Por meio de análise do regramento legal aplicável, bem como dos entendimentos do Tribunal de
Contas da União e do Superior Tribunal de Justiça, pretende-se traçar um panorama quanto à
legalidade da inclusão dessa exigência nos editais pela Administração Pública.
A Lei nº 8.666/93, ao tratar, em seu art. 30, da documentação a ser exigida para fins de habilitação
técnica, prescreve no seu inc. IV: “prova de atendimento de requisitos previstos em lei especial,
quando for o caso”.
Verifica-se, em face desse comando legal, que os documentos a serem apresentados quando da
habilitação técnica são os que os incisos do art. 30 expressamente exigem e as demais condições
impostas por lei especial, quando pertinentes à contratação. A propósito, Marçal Justen Filho (2012, p.
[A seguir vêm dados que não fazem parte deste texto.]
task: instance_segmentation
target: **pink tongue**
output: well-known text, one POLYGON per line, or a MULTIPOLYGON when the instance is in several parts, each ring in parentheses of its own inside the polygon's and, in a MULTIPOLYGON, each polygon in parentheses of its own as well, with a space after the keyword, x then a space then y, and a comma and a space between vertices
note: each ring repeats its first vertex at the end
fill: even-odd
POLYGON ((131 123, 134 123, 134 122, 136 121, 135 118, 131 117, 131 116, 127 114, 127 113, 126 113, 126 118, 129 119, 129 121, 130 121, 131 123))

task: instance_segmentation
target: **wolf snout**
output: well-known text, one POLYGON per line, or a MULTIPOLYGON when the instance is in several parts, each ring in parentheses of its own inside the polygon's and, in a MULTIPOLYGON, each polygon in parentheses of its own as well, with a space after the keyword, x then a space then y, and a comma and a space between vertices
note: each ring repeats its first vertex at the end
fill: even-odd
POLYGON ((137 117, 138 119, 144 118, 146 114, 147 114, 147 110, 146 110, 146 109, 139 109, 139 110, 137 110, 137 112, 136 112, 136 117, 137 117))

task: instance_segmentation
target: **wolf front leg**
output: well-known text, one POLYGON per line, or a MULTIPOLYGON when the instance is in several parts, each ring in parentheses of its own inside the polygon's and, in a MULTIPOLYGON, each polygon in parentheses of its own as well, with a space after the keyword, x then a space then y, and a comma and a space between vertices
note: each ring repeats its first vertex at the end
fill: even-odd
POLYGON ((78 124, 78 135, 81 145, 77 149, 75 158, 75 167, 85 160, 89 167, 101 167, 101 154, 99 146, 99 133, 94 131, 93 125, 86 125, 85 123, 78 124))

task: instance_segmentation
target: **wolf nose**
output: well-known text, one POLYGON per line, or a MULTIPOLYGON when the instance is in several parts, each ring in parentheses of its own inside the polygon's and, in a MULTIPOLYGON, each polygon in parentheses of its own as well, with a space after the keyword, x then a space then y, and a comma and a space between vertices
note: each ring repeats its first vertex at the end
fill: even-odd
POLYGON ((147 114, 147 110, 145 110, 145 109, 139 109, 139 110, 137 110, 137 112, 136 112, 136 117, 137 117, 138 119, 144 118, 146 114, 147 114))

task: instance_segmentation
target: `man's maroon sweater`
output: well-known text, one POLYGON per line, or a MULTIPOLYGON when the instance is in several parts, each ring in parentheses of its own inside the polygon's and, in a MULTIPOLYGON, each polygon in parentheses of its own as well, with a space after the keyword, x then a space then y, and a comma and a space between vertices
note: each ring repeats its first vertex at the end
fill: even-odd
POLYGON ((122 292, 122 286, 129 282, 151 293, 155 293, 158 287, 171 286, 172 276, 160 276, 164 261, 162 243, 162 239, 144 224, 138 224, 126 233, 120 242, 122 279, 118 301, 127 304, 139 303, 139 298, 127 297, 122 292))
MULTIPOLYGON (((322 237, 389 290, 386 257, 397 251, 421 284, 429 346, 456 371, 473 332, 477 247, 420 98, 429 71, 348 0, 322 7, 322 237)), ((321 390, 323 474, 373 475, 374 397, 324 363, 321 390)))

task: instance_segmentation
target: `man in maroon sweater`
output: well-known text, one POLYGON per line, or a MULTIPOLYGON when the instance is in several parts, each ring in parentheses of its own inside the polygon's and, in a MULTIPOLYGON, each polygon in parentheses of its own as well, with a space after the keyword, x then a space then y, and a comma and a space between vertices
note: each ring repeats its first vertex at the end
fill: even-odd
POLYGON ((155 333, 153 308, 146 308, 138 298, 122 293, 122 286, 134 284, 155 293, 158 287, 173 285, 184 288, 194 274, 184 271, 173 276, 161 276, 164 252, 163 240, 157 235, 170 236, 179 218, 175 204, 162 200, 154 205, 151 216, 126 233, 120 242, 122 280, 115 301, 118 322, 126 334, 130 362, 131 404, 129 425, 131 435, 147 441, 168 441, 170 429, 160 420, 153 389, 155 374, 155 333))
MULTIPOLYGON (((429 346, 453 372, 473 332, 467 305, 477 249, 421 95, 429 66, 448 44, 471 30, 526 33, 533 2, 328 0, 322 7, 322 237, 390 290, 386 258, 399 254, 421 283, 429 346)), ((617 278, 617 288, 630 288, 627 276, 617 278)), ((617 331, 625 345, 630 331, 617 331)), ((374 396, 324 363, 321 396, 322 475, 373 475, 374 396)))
530) assevera que: “quando o objeto do contrato envolver bens ou atividades disciplinados por
legislação específica, o instrumento convocatório deverá reportar-se expressamente às regras
correspondentes”.
No que tange à assinatura dos orçamentos estimativos constantes das propostas referentes a
obras e serviços de engenharia, dispõe a Lei nº 5.194/66, que regula o exercício das profissões de
engenheiro, arquiteto e engenheiro-agrônomo:
Art. 14 Nos trabalhos gráficos, especificações, orçamentos, pareceres, laudos e atos judiciais ou
administrativos, é obrigatória além da assinatura, precedida do nome da emprêsa, sociedade,
instituição ou firma a que interessarem, a menção explícita do título do profissional que os
subscrever e do número da carteira referida no Ed. extra 56.
Art. 15 São nulos de pleno direito os contratos referentes a qualquer ramo da engenharia, arquitetura
ou da agronomia, inclusive a elaboração de projeto, direção ou execução de obras, quando firmados
por entidade pública ou particular com pessoa física ou jurídica não legalmente habilitada a praticar a
atividade nos têrmos desta lei.
(...)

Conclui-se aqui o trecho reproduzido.